Finora, i fatti dicono che la squadra esce di scena alle prime difficoltà e che difficilmente recupera lo svantaggio. Tutti elementi noti, sui quali Di Francesco sta lavorando anche se con risultati scarsi. Perché i vizi sono sempre gli stessi. La parola ora spetta al campo, l'unico giudice nello sport. Un campo dove il tecnico giallorosso continua a dirigere la sua squadra, con il piglio d'inizio campionato. Nonostante un quinto posto che ha il sapore della delusione e del rimpianto. Perché questa squadra non è inferiore a chi la precede, almeno a Lazio e Inter. E gli scontri diretti lo hanno dimostrato. Il momento, comunque, è quello che è. Le due sconfitte con lo Shakhtar e il Milan hanno cancellato quell'accenno di ottimismo figlio delle vittorie con Verona, Benevento e Udinese. Dal punto di vista del calendario, questa è una giornata particolare, con le prime 8 della classifica che si incontrano tra di loro.

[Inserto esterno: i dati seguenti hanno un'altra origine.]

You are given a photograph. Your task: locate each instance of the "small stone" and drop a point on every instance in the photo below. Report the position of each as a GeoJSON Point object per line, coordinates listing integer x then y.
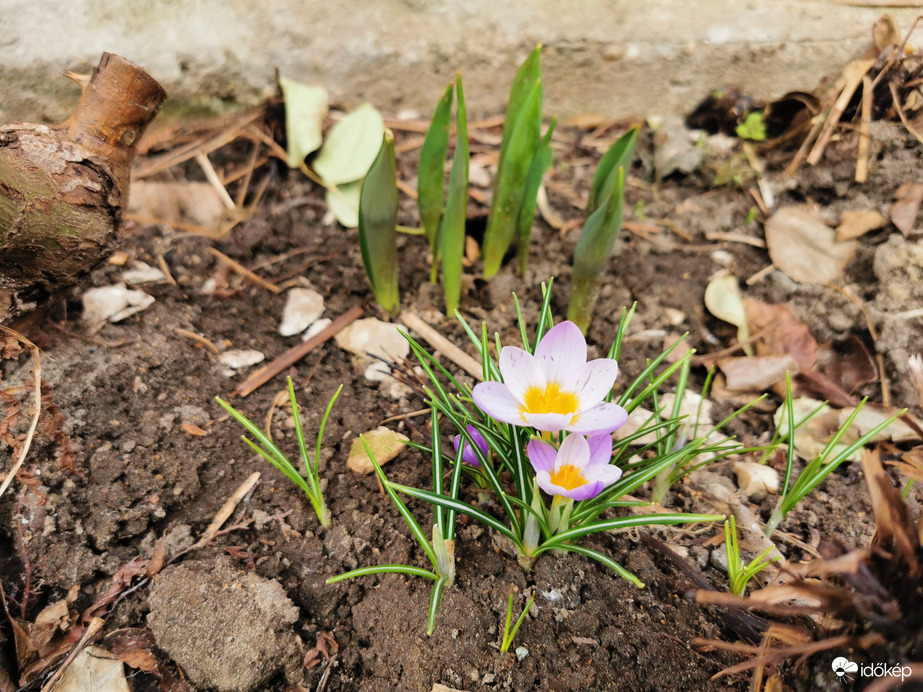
{"type": "Point", "coordinates": [143, 273]}
{"type": "Point", "coordinates": [756, 480]}
{"type": "Point", "coordinates": [316, 328]}
{"type": "Point", "coordinates": [238, 358]}
{"type": "Point", "coordinates": [229, 629]}
{"type": "Point", "coordinates": [113, 303]}
{"type": "Point", "coordinates": [302, 307]}
{"type": "Point", "coordinates": [372, 337]}
{"type": "Point", "coordinates": [385, 445]}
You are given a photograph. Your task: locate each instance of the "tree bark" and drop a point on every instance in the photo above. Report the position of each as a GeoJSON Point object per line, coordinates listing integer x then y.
{"type": "Point", "coordinates": [62, 189]}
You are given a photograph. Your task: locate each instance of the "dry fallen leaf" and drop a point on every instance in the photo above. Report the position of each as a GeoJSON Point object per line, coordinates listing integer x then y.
{"type": "Point", "coordinates": [805, 249]}
{"type": "Point", "coordinates": [723, 300]}
{"type": "Point", "coordinates": [854, 224]}
{"type": "Point", "coordinates": [782, 333]}
{"type": "Point", "coordinates": [193, 429]}
{"type": "Point", "coordinates": [756, 374]}
{"type": "Point", "coordinates": [906, 207]}
{"type": "Point", "coordinates": [384, 443]}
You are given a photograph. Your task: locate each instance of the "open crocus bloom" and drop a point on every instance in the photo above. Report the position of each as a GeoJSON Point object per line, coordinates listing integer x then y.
{"type": "Point", "coordinates": [579, 469]}
{"type": "Point", "coordinates": [468, 454]}
{"type": "Point", "coordinates": [554, 390]}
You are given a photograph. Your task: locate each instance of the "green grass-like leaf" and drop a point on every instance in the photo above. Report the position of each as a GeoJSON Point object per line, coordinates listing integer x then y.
{"type": "Point", "coordinates": [378, 203]}
{"type": "Point", "coordinates": [431, 172]}
{"type": "Point", "coordinates": [452, 230]}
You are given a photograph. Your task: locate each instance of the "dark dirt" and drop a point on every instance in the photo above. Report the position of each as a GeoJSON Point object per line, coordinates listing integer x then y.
{"type": "Point", "coordinates": [138, 475]}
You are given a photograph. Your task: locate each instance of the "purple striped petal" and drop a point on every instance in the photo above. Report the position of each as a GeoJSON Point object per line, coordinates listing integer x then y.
{"type": "Point", "coordinates": [541, 455]}
{"type": "Point", "coordinates": [520, 371]}
{"type": "Point", "coordinates": [603, 418]}
{"type": "Point", "coordinates": [561, 351]}
{"type": "Point", "coordinates": [495, 399]}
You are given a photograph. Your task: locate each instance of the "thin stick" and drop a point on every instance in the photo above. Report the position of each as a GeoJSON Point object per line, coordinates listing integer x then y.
{"type": "Point", "coordinates": [227, 509]}
{"type": "Point", "coordinates": [96, 624]}
{"type": "Point", "coordinates": [37, 382]}
{"type": "Point", "coordinates": [443, 345]}
{"type": "Point", "coordinates": [243, 271]}
{"type": "Point", "coordinates": [293, 355]}
{"type": "Point", "coordinates": [165, 268]}
{"type": "Point", "coordinates": [862, 154]}
{"type": "Point", "coordinates": [854, 72]}
{"type": "Point", "coordinates": [197, 337]}
{"type": "Point", "coordinates": [211, 175]}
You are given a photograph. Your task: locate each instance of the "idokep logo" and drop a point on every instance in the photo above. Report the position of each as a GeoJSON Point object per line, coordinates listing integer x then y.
{"type": "Point", "coordinates": [842, 666]}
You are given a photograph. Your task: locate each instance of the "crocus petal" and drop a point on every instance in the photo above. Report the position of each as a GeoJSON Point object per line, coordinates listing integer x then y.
{"type": "Point", "coordinates": [603, 418]}
{"type": "Point", "coordinates": [495, 399]}
{"type": "Point", "coordinates": [581, 492]}
{"type": "Point", "coordinates": [593, 381]}
{"type": "Point", "coordinates": [519, 371]}
{"type": "Point", "coordinates": [547, 422]}
{"type": "Point", "coordinates": [574, 451]}
{"type": "Point", "coordinates": [585, 491]}
{"type": "Point", "coordinates": [605, 474]}
{"type": "Point", "coordinates": [561, 350]}
{"type": "Point", "coordinates": [541, 455]}
{"type": "Point", "coordinates": [600, 449]}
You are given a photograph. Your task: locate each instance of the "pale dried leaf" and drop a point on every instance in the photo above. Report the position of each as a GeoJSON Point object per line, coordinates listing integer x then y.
{"type": "Point", "coordinates": [305, 110]}
{"type": "Point", "coordinates": [723, 300]}
{"type": "Point", "coordinates": [854, 224]}
{"type": "Point", "coordinates": [384, 443]}
{"type": "Point", "coordinates": [351, 146]}
{"type": "Point", "coordinates": [94, 669]}
{"type": "Point", "coordinates": [906, 207]}
{"type": "Point", "coordinates": [805, 249]}
{"type": "Point", "coordinates": [756, 374]}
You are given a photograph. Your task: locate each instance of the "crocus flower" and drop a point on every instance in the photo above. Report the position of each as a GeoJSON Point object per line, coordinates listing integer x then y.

Ecco, allora, che un eventuale risultato positivo potrebbe proiettare di nuovo la Roma in posizioni più consone. Stranamente, negli ultimi anni con il Napoli i risultati sono arrivati più facilmente in trasferta che in casa. Le ultime due al San Paolo, ad esempio, hanno visto un pareggio e la vittoria (1-3) dello scorso anno firmata da Salah e da una doppietta di Dzeko, diciottesimo successo per i giallorossi al San Paolo su 72 partite: 22 i pareggi e 32 le sconfitte per i giallorossi, che hanno perso solo una delle ultime 19 trasferte in Serie A, nel parziale per i giallorossi 14 vittorie e quattro pareggi.

Stasera la Roma si gioca una buona fetta della stagione senza i suoi tifosi. Forse, anche per questo Di Francesco farà ricorso ai titolarissimi della squadra, quelli con più esperienza, finiti anche sotto la lente della critica per prestazioni non all'altezza. Stasera la partita si deciderà a centrocampo. E, allora, non si può non pensare a una squadra che cerchi nel suo capitano l'appiglio per poter uscire da questo momento no. De Rossi, che proprio a Napoli nel 2014 baciò la maglia sotto la loro curva. Facendoli infuriare e, forse, mandando loro di traverso la gioia per la vittoria. De Rossi, infine, che non c'era quando la Roma arrancava con Atalanta, Torino, Sampdoria e Milan. Non può essere un caso.

Come non può essere un caso che tra i personaggi più attesi ci sia Kevin Strootman che a quattro anni dal crack al suo ginocchio torna per la prima volta a calcare di nuovo l'erba del San Paolo. Un motivo in più per tornare a ringhiare, per urlare ancora che la Roma c'è, che la vecchia guardia c'è e che non può e non deve finire così.